So tonight I found out I'm pregnant, me and OH are getting married this year, I have 2 DS from a previous relationship and his has DD, so between us we have 3 children. We have talked about having a baby together but decided 3 between us was enough and we do ok for a family of 5 on our income.
A couple of weeks ago, we were drunk and had unprotected sex, I know so stupid, but I do have PCOS and don't ovulate and have struggled with infertility and had to have drugs to help me get pregnant, so i thought we would of been ok.
Not felt myself this weekend, really tired and lightheaded so to put the worry out of my head I took a test and its positive, faint but still 2 lines.
I feel so upset that I'm going to have to make a hard decision because we cannot afford it. The cost of living crisis means we cannot comfortably manage with a new baby, maternity pay etc and then childcare after when it's time to go back to work.
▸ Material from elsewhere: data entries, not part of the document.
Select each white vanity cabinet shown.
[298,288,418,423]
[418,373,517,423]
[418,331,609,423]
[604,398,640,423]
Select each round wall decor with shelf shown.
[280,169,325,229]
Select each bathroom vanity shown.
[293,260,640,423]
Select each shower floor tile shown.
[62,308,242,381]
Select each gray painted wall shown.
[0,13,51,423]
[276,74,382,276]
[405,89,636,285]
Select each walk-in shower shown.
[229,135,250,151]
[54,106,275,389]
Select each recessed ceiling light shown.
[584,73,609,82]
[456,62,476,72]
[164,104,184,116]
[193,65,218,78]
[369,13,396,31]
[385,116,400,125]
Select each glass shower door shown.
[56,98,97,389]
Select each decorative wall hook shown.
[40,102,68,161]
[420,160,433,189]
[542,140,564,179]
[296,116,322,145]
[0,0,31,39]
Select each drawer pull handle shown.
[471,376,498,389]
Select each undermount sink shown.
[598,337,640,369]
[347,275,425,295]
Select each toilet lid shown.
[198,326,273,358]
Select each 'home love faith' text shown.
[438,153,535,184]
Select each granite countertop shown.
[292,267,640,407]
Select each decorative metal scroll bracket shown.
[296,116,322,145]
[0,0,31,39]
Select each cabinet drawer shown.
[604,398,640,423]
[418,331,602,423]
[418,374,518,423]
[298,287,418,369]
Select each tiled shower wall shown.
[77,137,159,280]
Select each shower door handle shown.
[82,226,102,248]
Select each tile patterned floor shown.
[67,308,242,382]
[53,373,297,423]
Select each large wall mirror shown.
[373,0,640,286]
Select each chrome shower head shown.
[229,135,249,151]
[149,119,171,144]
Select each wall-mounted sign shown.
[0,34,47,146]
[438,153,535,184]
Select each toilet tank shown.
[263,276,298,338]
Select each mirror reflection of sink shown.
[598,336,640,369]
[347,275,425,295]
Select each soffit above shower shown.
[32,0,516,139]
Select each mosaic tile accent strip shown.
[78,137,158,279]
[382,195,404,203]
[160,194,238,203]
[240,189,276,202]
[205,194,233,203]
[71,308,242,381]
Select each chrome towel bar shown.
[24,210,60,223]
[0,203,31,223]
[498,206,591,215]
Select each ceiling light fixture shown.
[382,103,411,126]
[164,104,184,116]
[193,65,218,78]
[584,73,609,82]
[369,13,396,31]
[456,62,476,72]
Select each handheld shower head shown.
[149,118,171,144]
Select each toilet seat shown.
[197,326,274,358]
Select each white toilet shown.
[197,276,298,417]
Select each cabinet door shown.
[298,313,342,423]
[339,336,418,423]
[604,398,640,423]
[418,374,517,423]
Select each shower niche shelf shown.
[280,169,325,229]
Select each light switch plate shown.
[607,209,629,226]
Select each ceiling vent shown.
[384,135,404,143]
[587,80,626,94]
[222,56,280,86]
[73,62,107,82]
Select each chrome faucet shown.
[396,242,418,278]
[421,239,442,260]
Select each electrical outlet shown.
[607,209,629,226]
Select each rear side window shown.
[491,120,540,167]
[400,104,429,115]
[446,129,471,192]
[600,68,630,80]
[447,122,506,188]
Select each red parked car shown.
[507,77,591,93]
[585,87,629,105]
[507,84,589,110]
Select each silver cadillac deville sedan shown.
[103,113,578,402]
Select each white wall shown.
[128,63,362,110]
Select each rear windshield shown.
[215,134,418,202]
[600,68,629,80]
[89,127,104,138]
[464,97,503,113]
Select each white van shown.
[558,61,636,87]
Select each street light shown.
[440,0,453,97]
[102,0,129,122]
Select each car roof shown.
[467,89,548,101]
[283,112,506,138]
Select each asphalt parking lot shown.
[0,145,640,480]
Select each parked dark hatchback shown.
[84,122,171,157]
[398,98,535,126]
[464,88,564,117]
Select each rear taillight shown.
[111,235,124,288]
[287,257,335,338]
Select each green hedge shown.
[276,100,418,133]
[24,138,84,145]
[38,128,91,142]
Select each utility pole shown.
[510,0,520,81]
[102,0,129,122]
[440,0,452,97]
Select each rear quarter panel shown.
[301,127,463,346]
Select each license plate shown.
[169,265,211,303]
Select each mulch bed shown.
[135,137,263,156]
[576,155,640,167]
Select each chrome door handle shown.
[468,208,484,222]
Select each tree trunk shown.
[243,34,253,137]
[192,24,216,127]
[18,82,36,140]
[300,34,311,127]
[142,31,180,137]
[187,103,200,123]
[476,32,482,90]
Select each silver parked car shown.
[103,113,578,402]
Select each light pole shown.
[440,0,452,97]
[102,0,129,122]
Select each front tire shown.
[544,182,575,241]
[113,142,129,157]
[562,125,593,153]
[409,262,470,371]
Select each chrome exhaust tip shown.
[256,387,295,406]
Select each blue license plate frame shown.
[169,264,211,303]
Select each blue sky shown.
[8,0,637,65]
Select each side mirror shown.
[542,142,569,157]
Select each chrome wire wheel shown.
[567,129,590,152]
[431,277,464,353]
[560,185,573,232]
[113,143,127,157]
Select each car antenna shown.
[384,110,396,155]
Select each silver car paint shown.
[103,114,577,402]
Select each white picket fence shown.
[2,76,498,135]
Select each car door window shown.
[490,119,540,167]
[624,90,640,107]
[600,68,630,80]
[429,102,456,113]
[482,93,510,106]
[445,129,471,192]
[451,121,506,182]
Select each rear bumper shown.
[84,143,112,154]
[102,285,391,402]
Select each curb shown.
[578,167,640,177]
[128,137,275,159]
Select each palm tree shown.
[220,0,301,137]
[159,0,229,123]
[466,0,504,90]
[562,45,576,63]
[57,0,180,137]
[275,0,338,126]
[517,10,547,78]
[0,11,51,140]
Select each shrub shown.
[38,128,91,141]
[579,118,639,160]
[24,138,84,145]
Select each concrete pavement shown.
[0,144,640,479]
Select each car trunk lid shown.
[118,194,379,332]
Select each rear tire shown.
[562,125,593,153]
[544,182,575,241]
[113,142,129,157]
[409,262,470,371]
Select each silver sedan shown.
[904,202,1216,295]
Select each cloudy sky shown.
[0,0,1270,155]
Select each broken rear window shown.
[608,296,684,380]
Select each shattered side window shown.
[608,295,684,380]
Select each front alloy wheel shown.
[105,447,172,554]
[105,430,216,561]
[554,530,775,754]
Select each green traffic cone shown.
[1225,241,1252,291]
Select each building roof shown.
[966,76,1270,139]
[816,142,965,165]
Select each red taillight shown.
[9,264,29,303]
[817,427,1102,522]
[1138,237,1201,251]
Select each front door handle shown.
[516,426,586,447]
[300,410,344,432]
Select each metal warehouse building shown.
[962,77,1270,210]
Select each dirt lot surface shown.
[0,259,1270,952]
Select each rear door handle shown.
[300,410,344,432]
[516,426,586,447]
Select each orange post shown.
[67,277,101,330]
I am so angry that if money wasn't an issue we would be having this baby, a baby that would be ours and due after our wedding.
I am so angry but I am not sure at who, myself for being so stupid that I am now having to do this, the government, the world, and I feel really bad as I have struggled with infertility and not once did I think I would be here.
Just needed to get this off my chest as I can't tell anyone in real life. I'm so scared of how I will feel after too, guilt or regret, all for the sake of money.